Отто придвинулся так, что они сидели теперь плечо к плечу.
— Обними меня, — попросила Цецилия.
— Ты озябла?
— Да, — шепнула она.
Он обхватил ее за плечи, и она прильнула к нему. «Хорошо, что мы сидим в саду, — подумал он. — Если бы мама видела! Вот бы подняла на смех».
4
Цецилия Фогельман служила продавщицей в универсальном магазине на Штейндаме. Когда Отто Хардекопф познакомился с ней на танцевальной площадке у Тютге, она отнюдь не была нетронутым бутоном. Он прямо с бала повел маленькую, резвую, весело щебетавшую даже во время танцев птичку на Репербан в американское фотоателье, намереваясь пополнить свою коллекцию. Отто и не подозревал, что это будет завершающий коллекцию снимок, последняя победа. Цецилия не отличалась красотой. Отто находил даже, что в его коллекции есть немало портретов несравненно более красивых девушек. К Цецилии его влекла не ее внешность. В этом маленьком создании было нечто волновавшее и трогавшее юного Хардекопфа; смелая, уверенная в себе, она вдруг становилась нежной и ребячески-доверчивой, почти беспомощной. Всякое сентиментальное жеманство было ей чуждо. Она не говорила о будущем — она жила и любила.
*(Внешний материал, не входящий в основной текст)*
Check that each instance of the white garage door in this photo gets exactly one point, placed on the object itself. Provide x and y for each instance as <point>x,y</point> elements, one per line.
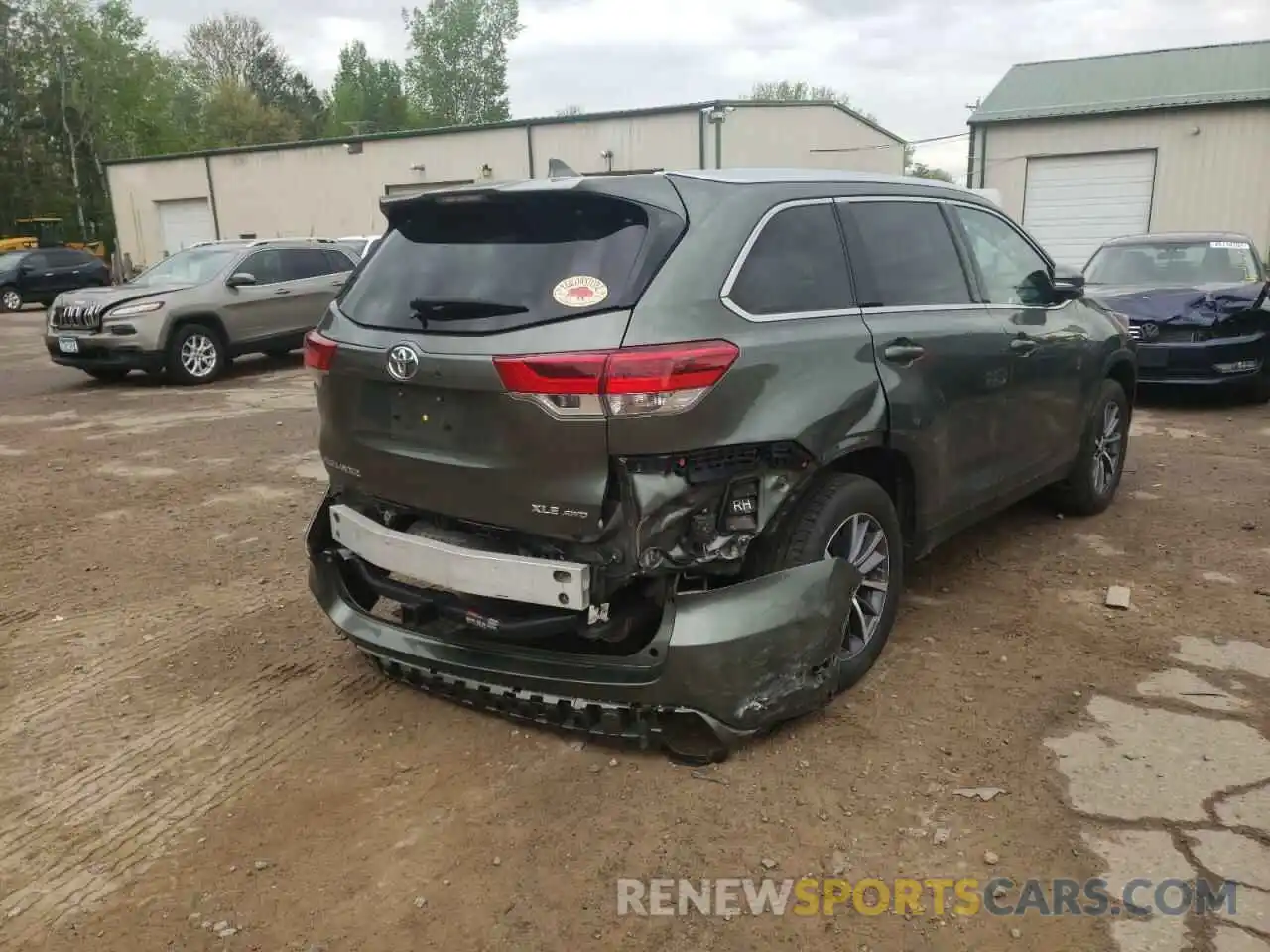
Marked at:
<point>185,222</point>
<point>1076,202</point>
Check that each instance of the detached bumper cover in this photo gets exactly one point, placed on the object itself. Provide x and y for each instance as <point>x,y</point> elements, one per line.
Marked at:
<point>722,664</point>
<point>1203,362</point>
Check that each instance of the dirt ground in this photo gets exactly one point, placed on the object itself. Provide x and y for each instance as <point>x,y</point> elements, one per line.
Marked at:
<point>186,748</point>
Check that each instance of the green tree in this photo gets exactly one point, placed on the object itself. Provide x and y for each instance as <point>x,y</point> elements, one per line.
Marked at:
<point>367,94</point>
<point>232,114</point>
<point>456,68</point>
<point>929,172</point>
<point>788,91</point>
<point>235,50</point>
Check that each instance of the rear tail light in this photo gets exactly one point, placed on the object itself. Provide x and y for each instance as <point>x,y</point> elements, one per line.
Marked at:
<point>638,381</point>
<point>318,353</point>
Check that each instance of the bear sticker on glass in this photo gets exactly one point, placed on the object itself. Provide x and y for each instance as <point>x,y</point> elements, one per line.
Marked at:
<point>579,291</point>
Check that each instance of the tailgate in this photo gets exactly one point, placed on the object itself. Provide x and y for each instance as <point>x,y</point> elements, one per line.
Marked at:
<point>414,409</point>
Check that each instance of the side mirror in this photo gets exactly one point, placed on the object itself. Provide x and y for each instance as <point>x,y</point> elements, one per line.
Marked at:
<point>1067,285</point>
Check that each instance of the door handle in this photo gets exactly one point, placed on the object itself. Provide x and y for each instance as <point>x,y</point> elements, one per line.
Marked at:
<point>903,353</point>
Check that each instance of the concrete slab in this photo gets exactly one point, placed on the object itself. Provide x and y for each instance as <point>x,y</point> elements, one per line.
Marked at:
<point>1228,939</point>
<point>1245,656</point>
<point>1250,809</point>
<point>1232,856</point>
<point>1139,763</point>
<point>1251,909</point>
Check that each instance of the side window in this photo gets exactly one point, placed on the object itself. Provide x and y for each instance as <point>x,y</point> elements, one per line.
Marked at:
<point>338,262</point>
<point>798,266</point>
<point>303,263</point>
<point>266,266</point>
<point>1012,272</point>
<point>911,254</point>
<point>63,258</point>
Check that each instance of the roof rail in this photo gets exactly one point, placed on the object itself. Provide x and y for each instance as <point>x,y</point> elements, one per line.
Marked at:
<point>300,238</point>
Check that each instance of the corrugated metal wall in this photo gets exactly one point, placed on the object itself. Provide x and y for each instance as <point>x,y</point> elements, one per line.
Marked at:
<point>330,190</point>
<point>1211,169</point>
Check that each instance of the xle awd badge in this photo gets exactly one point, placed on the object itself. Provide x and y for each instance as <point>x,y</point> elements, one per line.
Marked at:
<point>403,362</point>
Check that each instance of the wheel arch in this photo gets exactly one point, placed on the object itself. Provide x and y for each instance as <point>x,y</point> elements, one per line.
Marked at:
<point>1120,368</point>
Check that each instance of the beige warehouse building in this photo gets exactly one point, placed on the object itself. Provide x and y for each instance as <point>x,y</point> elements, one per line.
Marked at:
<point>1171,140</point>
<point>331,186</point>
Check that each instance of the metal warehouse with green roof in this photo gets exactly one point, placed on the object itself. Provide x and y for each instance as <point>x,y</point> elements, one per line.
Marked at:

Они снова встретились во Флотбеке, в загородном танцевальном зале. Вокруг был лес, пустынные дорожки, скрытые в чаще скамейки. Они танцевали с полчаса, а затем побрели по аллеям парка, раскинувшегося по берегу Эльбы, и за полночь просидели в состоянии полного блаженства на скамье под старой липой, лишь изредка замечая окружающую их красоту — голубую реку, в кротком свете луны отливающую серебром, и листву, тихо шелестящую над головой, и звезды, мерцающие сквозь ветви. Отто Хардекопф был увлечен, восхищен и околдован своей новой возлюбленной. Как она к нему льнула! Эти легкие, молящие прикосновения ее маленьких ручек… Этот тихий, как дыхание, шепот, от которого мутится ум…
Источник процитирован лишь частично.